- Switch eShop artwork
- Developer: Marvelous First Studio
- Publishers: WW: Marvelous; WW: Nintendo (Switch); NA: Xseed Games (Windows);
- Directors: Ken Awata; Ken Karube;
- Producer: Kenichiro Tsukuda
- Designer: Noriaki Maruyama
- Programmer: Yuta Kawano
- Artists: Shōji Kawamori; Yūsuke Kozaki;
- Composers: Rio Hamamoto; Toaki Usami; Mitsuhiro Kitadani; Yusuke Yamauchi; Junichi Nakatsuru;
- Engine: Unreal Engine 4
- Platforms: Nintendo Switch; Windows;
- Release: Nintendo Switch; September 13, 2019; Windows; February 13, 2020;
- Genres: Action Third-person shooter
- Modes: Single-player Multiplayer

= Daemon X Machina =

2019 video game

Daemon X Machina is a 2019 action game developed and published by Marvelous for the Nintendo Switch. A Windows port was released in 2020. A sequel, Daemon X Machina: Titanic Scion, was released on September 5, 2025.

==Gameplay==
In the game, the player controls a custom character, who commands an Arsenal mech and engages in battle with other mech enemies. The player avatar's stats, abilities, and appearance can be customized in the Hangar, which serves as the game's main hub. The Hangar is also the area where players create their custom Arsenal using body parts bought or collected throughout the game. It is also the place where players browse through different missions for both single player and online cooperative multiplayer.

==Plot==

After a moon collided with the Planet, it radiated a special energy that turned artificial intelligence against humanity. The Outers, a group of pilots who command mechs, gained special abilities after being afflicted by the mysterious energy. They act as humanity's protectors and guardians as the war with the Arms of Immortals (AIs) rages on.

==Development and release==
The game entered production around mid 2017. It was announced at E3 2018. Kenichiro Tsukuda, who produced the Armored Core series, served as the game's producer, while Yūsuke Kozaki provided character designs. A limited time special demo was released on February 14, 2019. The game features a more vibrant color palette in comparison to Armored Core, a choice made by the development team to ensure that the game could be visually appealing and unique. The development team also included inspirations of rock and metal elements into the game's music, created by several composers including Junichi Nakatsuru and Rio Hamamoto of Bandai Namco.

The game was released on September 13, 2019, published by Marvelous in Japan and Nintendo worldwide. To help promote the release of Daemon X Machina on the Nintendo Switch, Super Smash Bros. Ultimate hosted a special five-day limited event where players could obtain four spirits featuring characters with their mechs from the game.

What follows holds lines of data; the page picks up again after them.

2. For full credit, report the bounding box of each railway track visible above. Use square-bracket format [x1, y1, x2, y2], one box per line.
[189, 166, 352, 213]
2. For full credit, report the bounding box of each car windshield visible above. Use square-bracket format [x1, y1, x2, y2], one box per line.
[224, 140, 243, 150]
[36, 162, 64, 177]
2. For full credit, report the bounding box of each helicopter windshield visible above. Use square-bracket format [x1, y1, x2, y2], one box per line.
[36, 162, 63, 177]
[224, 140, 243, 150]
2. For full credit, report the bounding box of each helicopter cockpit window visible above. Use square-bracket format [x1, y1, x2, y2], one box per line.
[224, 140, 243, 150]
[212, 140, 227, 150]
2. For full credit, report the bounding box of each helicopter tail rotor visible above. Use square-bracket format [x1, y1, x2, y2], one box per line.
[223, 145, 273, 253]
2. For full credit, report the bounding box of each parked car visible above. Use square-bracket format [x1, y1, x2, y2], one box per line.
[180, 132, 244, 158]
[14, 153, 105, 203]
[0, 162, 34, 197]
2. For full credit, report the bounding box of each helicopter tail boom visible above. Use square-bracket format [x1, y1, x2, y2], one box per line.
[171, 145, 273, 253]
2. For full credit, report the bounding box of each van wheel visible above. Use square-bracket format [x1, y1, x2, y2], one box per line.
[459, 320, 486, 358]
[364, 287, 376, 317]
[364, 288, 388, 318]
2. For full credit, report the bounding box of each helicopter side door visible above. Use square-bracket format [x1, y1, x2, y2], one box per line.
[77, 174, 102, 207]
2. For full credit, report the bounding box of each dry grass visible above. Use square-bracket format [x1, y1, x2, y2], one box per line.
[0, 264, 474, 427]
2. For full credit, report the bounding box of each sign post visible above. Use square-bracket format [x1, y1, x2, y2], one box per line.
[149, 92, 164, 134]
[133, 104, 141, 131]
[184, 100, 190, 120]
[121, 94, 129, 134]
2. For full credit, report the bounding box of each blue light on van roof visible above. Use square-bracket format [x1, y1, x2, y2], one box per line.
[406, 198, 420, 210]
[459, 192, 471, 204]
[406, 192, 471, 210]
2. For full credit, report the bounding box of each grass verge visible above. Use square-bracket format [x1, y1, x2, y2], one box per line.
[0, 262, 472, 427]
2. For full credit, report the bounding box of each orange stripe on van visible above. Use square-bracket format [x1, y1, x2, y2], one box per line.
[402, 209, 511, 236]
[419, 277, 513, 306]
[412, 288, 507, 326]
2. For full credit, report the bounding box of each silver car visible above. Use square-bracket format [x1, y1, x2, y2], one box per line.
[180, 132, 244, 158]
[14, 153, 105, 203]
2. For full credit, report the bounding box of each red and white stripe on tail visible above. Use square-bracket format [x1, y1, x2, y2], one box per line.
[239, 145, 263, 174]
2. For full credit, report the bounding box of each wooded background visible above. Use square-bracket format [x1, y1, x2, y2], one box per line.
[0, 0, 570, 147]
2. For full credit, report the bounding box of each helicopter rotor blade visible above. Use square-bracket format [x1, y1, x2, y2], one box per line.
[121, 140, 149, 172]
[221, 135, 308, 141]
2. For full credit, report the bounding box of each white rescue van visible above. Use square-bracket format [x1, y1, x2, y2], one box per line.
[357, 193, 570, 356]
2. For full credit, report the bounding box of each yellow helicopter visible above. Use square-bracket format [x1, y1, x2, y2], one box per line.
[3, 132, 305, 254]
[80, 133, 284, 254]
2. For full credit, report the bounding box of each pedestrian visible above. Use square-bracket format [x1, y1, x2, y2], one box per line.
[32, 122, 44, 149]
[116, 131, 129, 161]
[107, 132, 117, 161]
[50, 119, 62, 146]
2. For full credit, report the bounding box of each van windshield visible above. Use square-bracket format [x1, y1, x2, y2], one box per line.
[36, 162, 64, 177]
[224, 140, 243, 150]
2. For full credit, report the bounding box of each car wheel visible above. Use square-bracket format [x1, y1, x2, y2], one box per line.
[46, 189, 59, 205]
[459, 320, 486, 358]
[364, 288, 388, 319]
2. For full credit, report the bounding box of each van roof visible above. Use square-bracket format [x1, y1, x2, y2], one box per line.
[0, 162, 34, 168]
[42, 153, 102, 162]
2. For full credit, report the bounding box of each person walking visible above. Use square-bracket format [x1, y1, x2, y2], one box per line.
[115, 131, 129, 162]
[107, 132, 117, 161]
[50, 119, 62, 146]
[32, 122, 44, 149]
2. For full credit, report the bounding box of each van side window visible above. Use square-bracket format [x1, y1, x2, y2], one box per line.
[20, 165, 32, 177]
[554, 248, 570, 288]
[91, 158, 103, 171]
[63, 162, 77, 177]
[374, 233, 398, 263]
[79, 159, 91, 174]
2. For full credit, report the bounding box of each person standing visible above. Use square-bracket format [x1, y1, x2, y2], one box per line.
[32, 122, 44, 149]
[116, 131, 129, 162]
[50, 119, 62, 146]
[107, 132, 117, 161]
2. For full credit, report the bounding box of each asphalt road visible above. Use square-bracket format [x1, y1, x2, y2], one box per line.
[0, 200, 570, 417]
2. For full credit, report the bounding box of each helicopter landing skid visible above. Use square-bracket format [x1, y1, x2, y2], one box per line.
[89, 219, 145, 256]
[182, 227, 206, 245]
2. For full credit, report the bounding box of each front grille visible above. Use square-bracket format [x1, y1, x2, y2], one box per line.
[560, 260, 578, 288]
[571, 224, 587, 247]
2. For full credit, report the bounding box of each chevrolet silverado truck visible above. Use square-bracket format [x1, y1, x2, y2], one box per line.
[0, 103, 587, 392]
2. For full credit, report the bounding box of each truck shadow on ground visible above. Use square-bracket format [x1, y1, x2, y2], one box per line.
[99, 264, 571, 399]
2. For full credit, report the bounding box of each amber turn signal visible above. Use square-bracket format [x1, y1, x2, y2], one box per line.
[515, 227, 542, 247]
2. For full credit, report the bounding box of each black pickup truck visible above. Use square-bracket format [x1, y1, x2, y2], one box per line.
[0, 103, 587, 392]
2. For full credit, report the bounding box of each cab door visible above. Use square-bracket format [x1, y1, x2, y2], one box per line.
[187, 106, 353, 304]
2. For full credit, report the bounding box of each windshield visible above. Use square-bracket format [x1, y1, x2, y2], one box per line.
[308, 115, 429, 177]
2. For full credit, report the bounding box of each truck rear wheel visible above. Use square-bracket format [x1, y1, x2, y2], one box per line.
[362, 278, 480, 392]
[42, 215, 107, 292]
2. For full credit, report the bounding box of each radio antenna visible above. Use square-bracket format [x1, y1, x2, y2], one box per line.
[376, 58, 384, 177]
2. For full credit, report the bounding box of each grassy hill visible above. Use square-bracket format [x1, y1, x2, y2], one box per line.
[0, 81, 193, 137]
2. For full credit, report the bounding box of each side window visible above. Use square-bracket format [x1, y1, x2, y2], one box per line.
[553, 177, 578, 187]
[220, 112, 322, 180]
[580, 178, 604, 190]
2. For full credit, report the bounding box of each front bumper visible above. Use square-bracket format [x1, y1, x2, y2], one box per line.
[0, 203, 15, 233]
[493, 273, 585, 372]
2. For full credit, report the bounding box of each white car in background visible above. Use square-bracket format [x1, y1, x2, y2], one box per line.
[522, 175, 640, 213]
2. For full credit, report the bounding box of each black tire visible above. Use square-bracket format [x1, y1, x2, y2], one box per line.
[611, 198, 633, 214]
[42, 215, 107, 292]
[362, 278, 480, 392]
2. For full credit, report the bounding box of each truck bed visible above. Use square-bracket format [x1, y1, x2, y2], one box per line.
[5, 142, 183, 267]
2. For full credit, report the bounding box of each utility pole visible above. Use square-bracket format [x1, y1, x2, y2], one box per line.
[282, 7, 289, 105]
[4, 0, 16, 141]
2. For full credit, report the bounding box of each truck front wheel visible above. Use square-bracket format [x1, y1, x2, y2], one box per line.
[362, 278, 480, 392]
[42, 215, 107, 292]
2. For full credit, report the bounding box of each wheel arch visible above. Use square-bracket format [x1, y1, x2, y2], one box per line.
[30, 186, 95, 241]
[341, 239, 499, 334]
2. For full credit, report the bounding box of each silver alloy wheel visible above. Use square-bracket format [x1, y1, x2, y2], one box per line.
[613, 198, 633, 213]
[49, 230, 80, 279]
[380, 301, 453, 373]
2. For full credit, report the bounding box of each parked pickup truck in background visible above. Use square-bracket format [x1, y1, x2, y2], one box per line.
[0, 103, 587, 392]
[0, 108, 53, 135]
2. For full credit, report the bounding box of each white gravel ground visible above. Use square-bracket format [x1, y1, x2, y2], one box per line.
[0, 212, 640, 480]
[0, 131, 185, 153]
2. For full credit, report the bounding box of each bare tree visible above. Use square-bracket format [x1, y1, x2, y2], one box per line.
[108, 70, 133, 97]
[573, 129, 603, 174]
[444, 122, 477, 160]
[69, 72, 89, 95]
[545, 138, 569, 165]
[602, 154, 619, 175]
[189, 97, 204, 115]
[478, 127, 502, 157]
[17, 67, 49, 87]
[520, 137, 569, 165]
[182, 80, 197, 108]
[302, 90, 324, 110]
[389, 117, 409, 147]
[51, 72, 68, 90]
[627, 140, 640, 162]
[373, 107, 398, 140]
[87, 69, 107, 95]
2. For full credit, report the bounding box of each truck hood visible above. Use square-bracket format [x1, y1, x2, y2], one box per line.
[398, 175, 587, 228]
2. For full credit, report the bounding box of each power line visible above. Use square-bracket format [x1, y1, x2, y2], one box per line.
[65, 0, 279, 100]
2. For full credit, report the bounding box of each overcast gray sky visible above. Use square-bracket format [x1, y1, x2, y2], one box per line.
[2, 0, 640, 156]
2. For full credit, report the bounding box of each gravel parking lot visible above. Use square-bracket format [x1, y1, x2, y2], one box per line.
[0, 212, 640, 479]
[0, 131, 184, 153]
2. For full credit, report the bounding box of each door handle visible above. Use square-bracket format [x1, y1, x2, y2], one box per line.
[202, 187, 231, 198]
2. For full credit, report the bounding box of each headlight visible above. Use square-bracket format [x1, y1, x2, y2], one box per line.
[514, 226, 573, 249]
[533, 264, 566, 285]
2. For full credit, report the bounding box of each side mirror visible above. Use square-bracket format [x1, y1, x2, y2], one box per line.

A port of Daemon X Machina for Microsoft Windows was released on February 13, 2020. While this version does exclude some of the licensed downloadable content, it otherwise contains all other content released from the Nintendo Switch version. In December 2020 an update allowed for the transfer of save data between the Switch and Windows versions.

==Reception==

At launch, Daemon X Machina received "mixed or average reviews" according to review aggregator Metacritic. Fellow review aggregator OpenCritic assessed that the game received fair approval, being recommended by 46% of critics.

Aggregate scores
| Aggregator | Score |
|---|---|
| Metacritic | NS: 69/100 PC: 72/100 |
| OpenCritic | 46% recommend |

Review scores
| Publication | Score |
|---|---|
| 4Players | 47% |
| Destructoid | 7/10 |
| Eurogamer | Recommended |
| Game Informer | 5.5/10 |
| GameSpot | 7/10 |
| Hardcore Gamer | 4/5 |
| IGN | 6.5/10 |
| Jeuxvideo.com | 12/20 |
| Nintendo Life | 7/10 |
| Nintendo World Report | 6/10 |
| Screen Rant | 4/5 |
| The Games Machine | 8.2/10 |

===Sales===
Daemon X Machina launched at #4 on the Japanese charts, and #19 on the U.K. physical charts. As of October 2019, the game has sold more than 42,217 physical copies in Japan. Marvelous has stated that Daemon X Machina has done "very well" on the Nintendo Switch.

==Sequel==
In September 2021, Kenichiro Tsukuda confirmed a sequel was in the works on a livestream marking the game's second anniversary. Its title, Daemon X Machina: Titanic Scion, was announced during the Marvelous Game Showcase in May 2023. Titanic Scion was released on September 5, 2025 for Windows, Nintendo Switch 2, PlayStation 5, and Xbox Series X and Series S.